Flickr and del.icio.us wisely give usability precedence over all other concerns, and use essentially the same system. Entering a set of as many categories as you like is a simple matter of banging in the names with your keyboard. Unlike my site (which is static HTML), they both allow you to search using multiple tags in combination.

The problems of synonyms, homographs, and localization have been dealt with by ignoring them: the problems are not bad enough to be worth the cost of solving them. If the alternative is the complexity that stifled SEAHORSE, then they are right to do so.
Some people are aware of the hypernym problem, and can address it themselves by using multiple tags. For example, I tagged my photos of the Westminster clock tower with london in addition to westminster. This gives much of the benefit of a hierarchical geographical taxonomy, without the inconvenience of the hierarchical taxonomy itself.

If synonyms are a big enough problem in the longer term, we can think about clustering tags together using loose look-up tables. Flickr already do this to an extent: if you visit the page for a tag, as well as listing photos with that tag, it also lists tags that are often found associated with the same photos. Other forms of analysis might be able to derive structured keywords from the unstructured tags: and this will work better because tags are so easy to add, which means there will be enough of them to do decent statistical analysis on.

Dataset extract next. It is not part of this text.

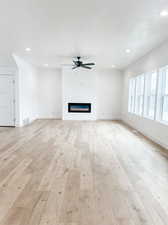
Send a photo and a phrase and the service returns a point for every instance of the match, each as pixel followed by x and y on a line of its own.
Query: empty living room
pixel 84 112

This will not be completely straightforward. Different people make up words according to their own ideas, and the result is that sometimes tags are not used the way you might expect. But if people find that clustering of tags makes Flickr more fun for them, then they will take more care over choosing their own tags to increase the number of matches. Flickr allows you to change the spelling of existing tags to correct typos.

You could also (if you really cared) piggy-back a structured vocabulary on top of Flickr's tags. ISO Topic Maps allow for a topic to be identified by any number of subject indicators (that is, URLs used to identify a subject). I could publish a topic map in which I describe the topic identified by my tag http://del.icio.us/pdc/programming and how it relates to other topics, including ones identified by other users' tags, thus merging our taxonomies in arbitratrily subtle and nuanced ways.

Just remember what the corpses of countless overdesigned metadata projects tell us: subtlty is not everything.